Speculations ran rife among traders regarding Japan’s involvement in the currency market after witnessing abrupt fluctuations in the yen’s value during the final stretch of the US trading session.

This recent development underscores a deepening challenge for Japanese policymakers grappling with the yen’s persistent depreciation.

Despite their best efforts, the market sentiment appears to be increasingly immune to intervention tactics, casting doubts on the effectiveness of such measures in the long run.
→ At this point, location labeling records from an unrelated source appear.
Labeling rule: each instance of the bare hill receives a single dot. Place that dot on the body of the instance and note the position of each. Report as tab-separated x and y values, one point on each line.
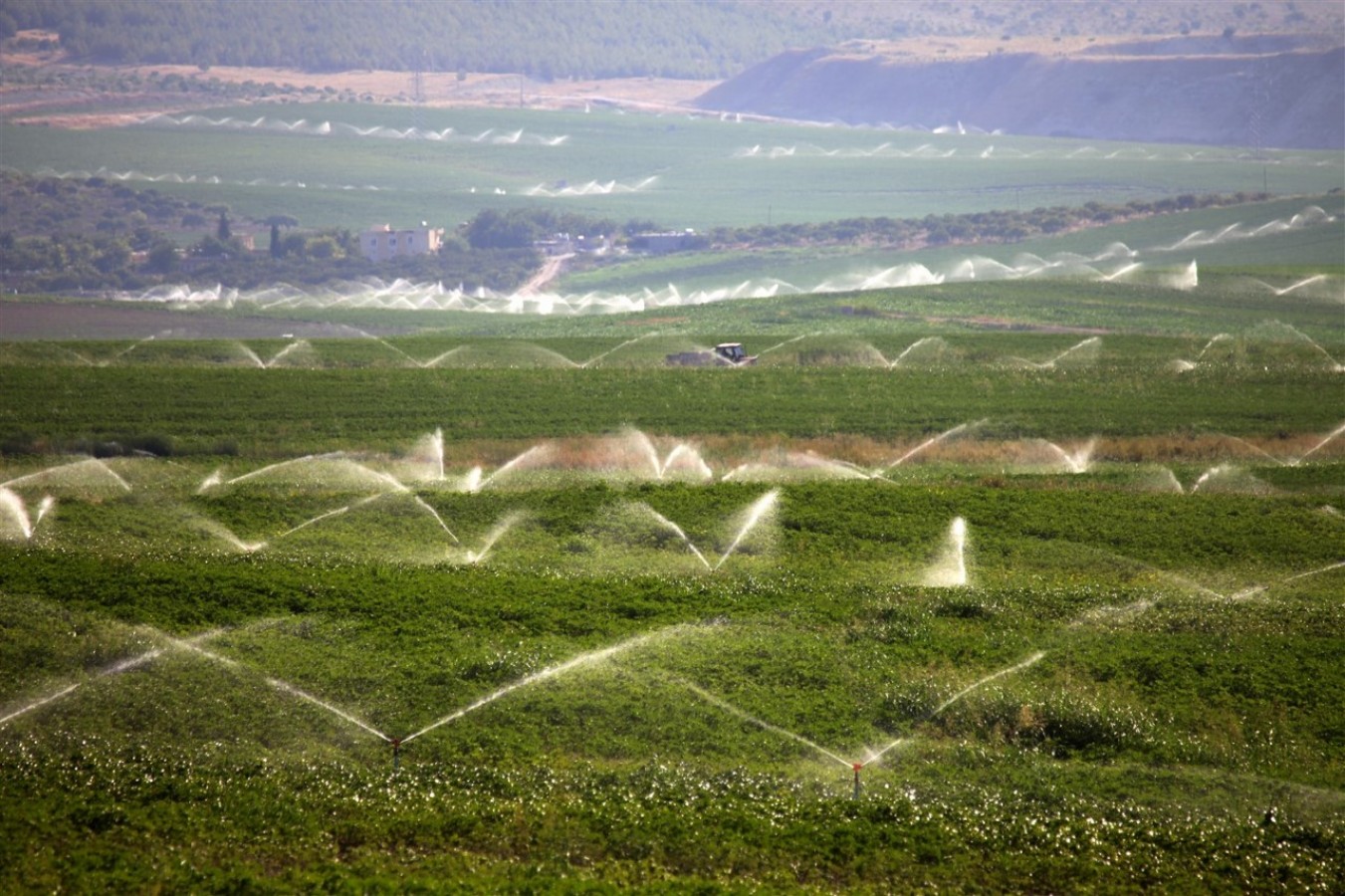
1227	92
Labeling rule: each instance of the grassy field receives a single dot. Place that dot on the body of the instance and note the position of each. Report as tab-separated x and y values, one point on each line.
665	685
311	161
1027	585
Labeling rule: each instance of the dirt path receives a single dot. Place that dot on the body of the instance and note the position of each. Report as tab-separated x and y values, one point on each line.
549	271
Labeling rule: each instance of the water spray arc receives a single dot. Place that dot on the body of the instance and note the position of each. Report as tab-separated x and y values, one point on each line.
874	757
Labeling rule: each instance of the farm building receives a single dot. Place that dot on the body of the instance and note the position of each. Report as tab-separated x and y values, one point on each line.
383	242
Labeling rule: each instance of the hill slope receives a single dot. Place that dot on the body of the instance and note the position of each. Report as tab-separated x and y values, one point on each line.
1238	97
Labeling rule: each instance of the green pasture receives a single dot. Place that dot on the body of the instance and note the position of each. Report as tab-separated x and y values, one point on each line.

Shoki Omori, chief desk strategist at Mizuho Securities Co., weighed in on the situation, remarking, “Japan’s finance ministry likely intervened but couldn’t break 152, where investors used to be cautious.”

He further noted, “Now that authorities are seen as having stepped in for a second time but gave the impression that they cannot stop the yen cheapening trend alone, market participants will likely feel more comfortable to short yen.”

The prevailing sentiment among traders suggests a growing consensus that Japan’s interventions may be insufficient to halt the yen’s depreciation trend.

Despite the authorities’ concerted efforts, the currency’s plunge persists, signaling a broader challenge for policymakers in navigating the complexities of the global currency market.

As the yen’s decline continues unabated, market participants remain on high alert, bracing for further volatility in the days ahead.

The inability of intervention measures to reverse the currency’s downward trajectory raises questions about the effectiveness of traditional policy tools in an increasingly interconnected and unpredictable financial landscape.

In the face of mounting challenges, Japanese authorities may find themselves compelled to explore alternative strategies to address the yen’s persistent weakness.

Whether through unconventional policy measures or coordinated efforts with global counterparts, finding a sustainable solution to stabilize the yen remains a pressing priority for policymakers amid evolving market dynamics.